I just reread a book that I first encountered some 20 years ago, Don Winslow’s A Cool Breeze on the Underground (1991). Winslow has established himself as an entertaining, edgy writer of crime and mystery novels, and this was his very first.
The protagonist is a young private detective named Neal Carey. Early in the book, we learn how Neal’s hardscrabble upbringing during the 60s and early 70s New York City led him to become part of a secretive detective agency that achieves difficult results for high powered clients. Although not expressly stated in the novel, the primary story is set in the summer of 1976, and there’s a connection to that year’s Presidential campaign.
I found Neal to be an endearing character when I read the book 20 years ago, and I felt even more so this time around. In addition to becoming a savvy P.I. at a young age, he’s a scholar in the making, enrolled in an English literature graduate program at Columbia University. Some of the implausibilities of this scenario are overcome by the charming way it fits into the main plot, which eventually takes him to London.
I love the book’s uses of New York and London. The more familiar the reader is with these cities, the more vivid the story becomes, whether it’s grabbing a burger at the legendary Burger Joint in Manhattan, or navigating the labyrinths of London’s Underground subway system.
Winslow’s references to specific places send me off on my own journeys in those cities, today with more nostalgia than my during first reading. For example, one scene puts Neal at London’s Embankment along the River Thames:
Neal paid the cabbie and started across the pedestrian walkway on the bridge. The view up and down the Thames was one of his favorites. It might be the best spot to see London, he thought, and he stopped about halfway across to take it in.
This vista includes “a postcard view” of “Big Ben and the Houses of Parliament,” as well as the “stretched Victoria Embankment.”
I have to put the book down to drink in this passage. That’s my own favorite view of London, and I’ve made a point of crossing that footbridge during every one of my visits there!
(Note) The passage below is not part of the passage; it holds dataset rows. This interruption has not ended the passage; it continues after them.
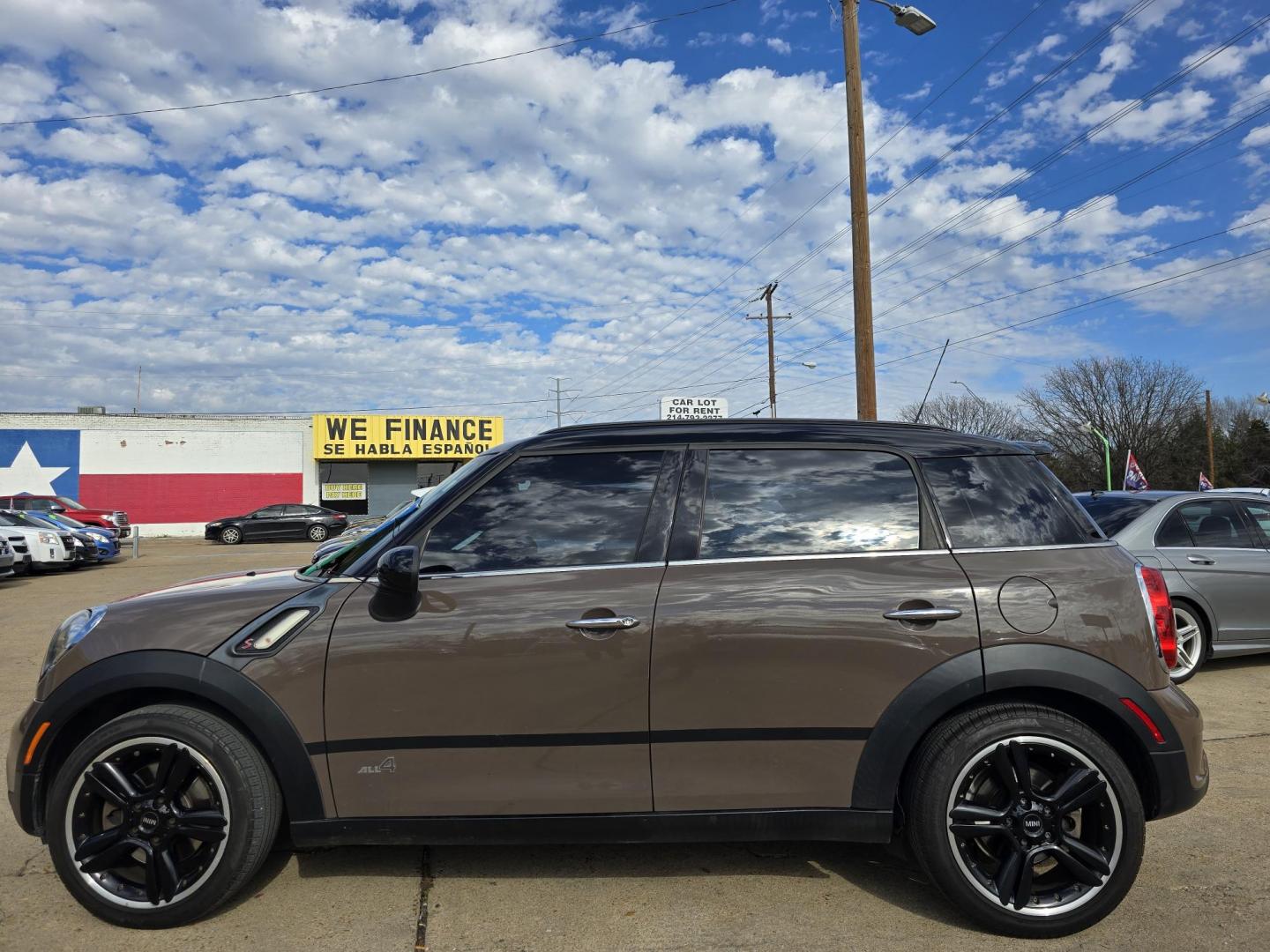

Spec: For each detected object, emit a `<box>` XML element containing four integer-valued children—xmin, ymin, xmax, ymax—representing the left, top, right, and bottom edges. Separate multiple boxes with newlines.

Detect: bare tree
<box><xmin>1021</xmin><ymin>357</ymin><xmax>1206</xmax><ymax>488</ymax></box>
<box><xmin>900</xmin><ymin>393</ymin><xmax>1027</xmax><ymax>439</ymax></box>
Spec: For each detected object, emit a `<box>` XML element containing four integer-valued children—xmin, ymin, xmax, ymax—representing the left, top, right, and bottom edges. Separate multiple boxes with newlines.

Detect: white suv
<box><xmin>0</xmin><ymin>510</ymin><xmax>75</xmax><ymax>569</ymax></box>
For me, therein lies the appeal of so many crime novels, espionage thrillers, and mysteries: They take me back to places I know and enjoy, sometimes even prompting me see them in a different way, with scenes woven into plots full of suspense and intrigue.
In fact, the right location can lift a so-so plot for me. If a story is set in a place I don’t know, it better be a compelling tale to keep my attention!
In the U.S., New York is my favorite setting for mystery and suspense tales. Chicago, Boston, New Orleans, Hawaii, and Washington D.C. also appear on my list. When it comes to international intrigue, give me London, Cambridge and Oxford, Paris, and major cities in Austria and Germany, the latter especially if we’re talking about historical stories.
When it comes to fiction, I confess that I’m not a devotee of serious literature. Rather, this is my favorite genre, and when good stories are placed in cities I’ve come to know and love, it’s an added treat.